Bill 194 is Ontario provincial law covering prescribed public-sector entities such as hospitals and school boards. Bill C-8 is federal law covering federally regulated critical-infrastructure sectors such as telecommunications, banking, transport, and energy. They target different organizations. Most non-profits fall under neither, though privacy laws like PIPEDA and PHIPA still govern personal and health data.
Are municipalities covered by Bill 194?
Not under the cyber-security regulation. Although municipalities are institutions under municipal freedom-of-information law, they are not named in the list of prescribed entities in O. Reg. 51/26. Legal reviews from firms such as Borden Ladner Gervais confirm municipalities sit outside the cyber rules, even though other parts of Bill 194 touch the broader public sector.
What does Bill 194 require covered organizations to do?
Covered entities must run a cyber-security maturity assessment, with the first due July 1, 2027 and every two years after. They report a summary to the Ministry within 30 days of finishing, report serious incidents within 72 hours, and name a senior employee with decision-making authority as the cyber point of contact.
If Bill 194 does not apply to my non-profit, do I still need cybersecurity?
Yes. Even when Bill 194 passes your organization by, funders, insurers, and partners increasingly ask for multifactor authentication, managed backups, staff training, and a written incident plan. Grant agreements often write these controls into the contract. A baseline built on the CIS Controls v8.1 framework keeps your donor and client data protected and your funding relationships intact.
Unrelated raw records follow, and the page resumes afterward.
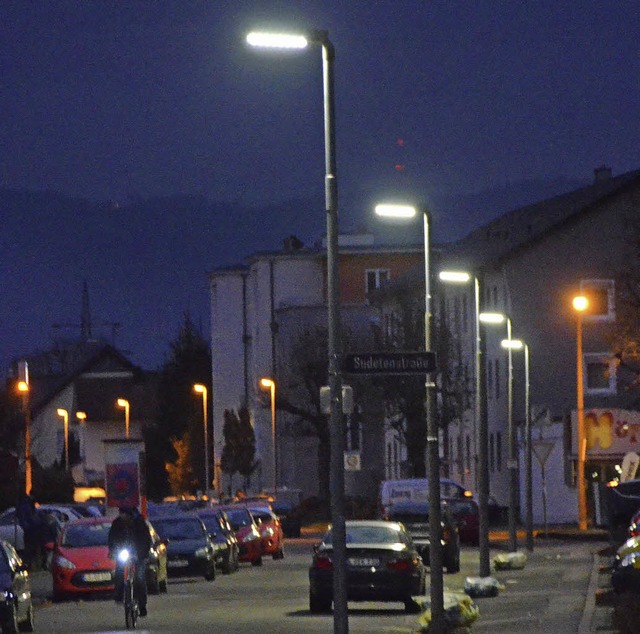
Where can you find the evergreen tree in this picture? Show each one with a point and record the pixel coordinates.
(179, 410)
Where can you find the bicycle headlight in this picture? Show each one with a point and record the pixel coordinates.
(124, 555)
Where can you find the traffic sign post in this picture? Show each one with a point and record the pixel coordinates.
(390, 362)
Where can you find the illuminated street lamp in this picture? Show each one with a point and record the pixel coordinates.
(580, 304)
(198, 388)
(518, 344)
(393, 210)
(24, 389)
(270, 384)
(512, 462)
(481, 418)
(336, 437)
(122, 402)
(65, 417)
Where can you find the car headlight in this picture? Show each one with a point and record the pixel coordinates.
(63, 562)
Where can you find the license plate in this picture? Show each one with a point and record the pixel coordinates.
(95, 577)
(363, 562)
(177, 563)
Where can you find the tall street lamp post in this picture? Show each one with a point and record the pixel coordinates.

How can a non-profit afford a cybersecurity baseline?
Stack the incentives. Non-profit software licensing and TechSoup programs cut recurring costs, and targeted grants can fund the project work a funder mandated. Fusion Computing scopes the engagement to a budgetable flat fee and looks for those efficiencies first, so a security upgrade that looked impossible on the operating budget becomes something a board can approve.
What privacy laws apply to Ontario non-profits if Bill 194 does not?
PIPEDA, the federal private-sector privacy law, applies to many organizations that handle personal information in commercial activity. If your non-profit handles personal health information, Ontario’s PHIPA likely applies as well. These laws govern how you collect, use, store, and protect data, and they apply regardless of whether Bill 194 names your organization.